Der Rabbiner erinnerte an die Bedeutung des „Schma Jisrael“ für Jüdinnen und Juden: Das „Höre Israel, der HERR unser Gott, der HERR allein“ sei zentraler Bestandteil des täglichen Gebets. Dabei handele es sich im hebräischen Urtext um einen Satz ohne Verb. Je nach dem, wo das fehlende „ist“ eingesetzt werde, lasse sich der Satz unterschiedlich deuten. Lengyel gab einen Einblick in die jahrhundertealten Diskussionen der jüdischen Gelehrten. Einer Deutung zufolge beziehe sich der erste Teil des Satzes auf die Vergangenheit und den Gott  Israels. Der zweite Teil weise dagegen in die Zukunft und bekenne den Gott Israels als Gott aller Völker.
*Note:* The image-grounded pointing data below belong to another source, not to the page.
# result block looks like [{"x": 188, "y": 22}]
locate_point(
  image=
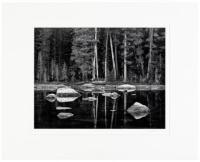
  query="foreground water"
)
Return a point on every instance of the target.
[{"x": 102, "y": 113}]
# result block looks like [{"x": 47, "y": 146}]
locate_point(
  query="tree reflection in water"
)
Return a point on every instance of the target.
[{"x": 104, "y": 112}]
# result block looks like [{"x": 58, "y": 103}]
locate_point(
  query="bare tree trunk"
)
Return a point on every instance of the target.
[
  {"x": 116, "y": 55},
  {"x": 125, "y": 56},
  {"x": 106, "y": 58},
  {"x": 93, "y": 69},
  {"x": 96, "y": 56},
  {"x": 113, "y": 57},
  {"x": 150, "y": 52}
]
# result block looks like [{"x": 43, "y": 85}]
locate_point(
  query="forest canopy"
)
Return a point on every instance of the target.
[{"x": 135, "y": 55}]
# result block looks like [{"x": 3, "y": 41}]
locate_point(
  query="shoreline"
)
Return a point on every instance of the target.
[{"x": 54, "y": 86}]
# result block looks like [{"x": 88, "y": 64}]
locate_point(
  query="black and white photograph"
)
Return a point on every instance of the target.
[{"x": 99, "y": 78}]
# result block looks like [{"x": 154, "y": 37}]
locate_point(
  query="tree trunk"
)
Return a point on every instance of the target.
[
  {"x": 106, "y": 58},
  {"x": 116, "y": 61},
  {"x": 96, "y": 56},
  {"x": 113, "y": 58},
  {"x": 150, "y": 53},
  {"x": 125, "y": 56},
  {"x": 93, "y": 69}
]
Auch wenn Gott einzig sei, nenne die Bibel 13 unterschiedliche Eigenschaften Gottes. Für das Vorkommen zweier Gottesbezeichnungen gebe es die Erklärung: Von „Elohim“ sei die Rede, wenn Gott richtet, von „Adonai“ hingegen dann, wenn er sich erbarmt. Allerdings sei der Monotheismus „ein stets gefährdeter Besitz“.

Der Rabbiner erinnerte an die Bedeutung des „Schma“ in den Leidenserfahrungen des jüdischen Volkes: „Israel hat die Thora auch unter dem drückenden Joch nie verloren.“ Das Gebot, Gott zu lieben, gelte selbst dann, wenn Gott das Leben nimmt.

Von besonderem Gewicht sei das Gebot, die Worte der Thora den Kindern einzuschärfen. „Darauf beruht das ganze jüdische Lehrgebäude“, unterstrich Lengyel die Notwendigkeit der Weitergabe des Glaubens. Das Elternhaus solle den Kindern ein Tempel sein, betone die jüdische Orthodoxie.

Tief bewegt folgten die Synodalen schließlich einer Erzählung aus der Zeit der Shoa: Woran lassen sich jüdische Kinder erkennen und von nicht-jüdischen Kindern unterscheiden? Als die jüdischen Kinder das „Höre, Israel“ vernehmen, rufen sie nach ihren Müttern. „Das Schma sind die letzten Worte, die die Kinder von ihren Müttern gehört haben“, schloss Gábor Lengyl seine Bibelarbeit.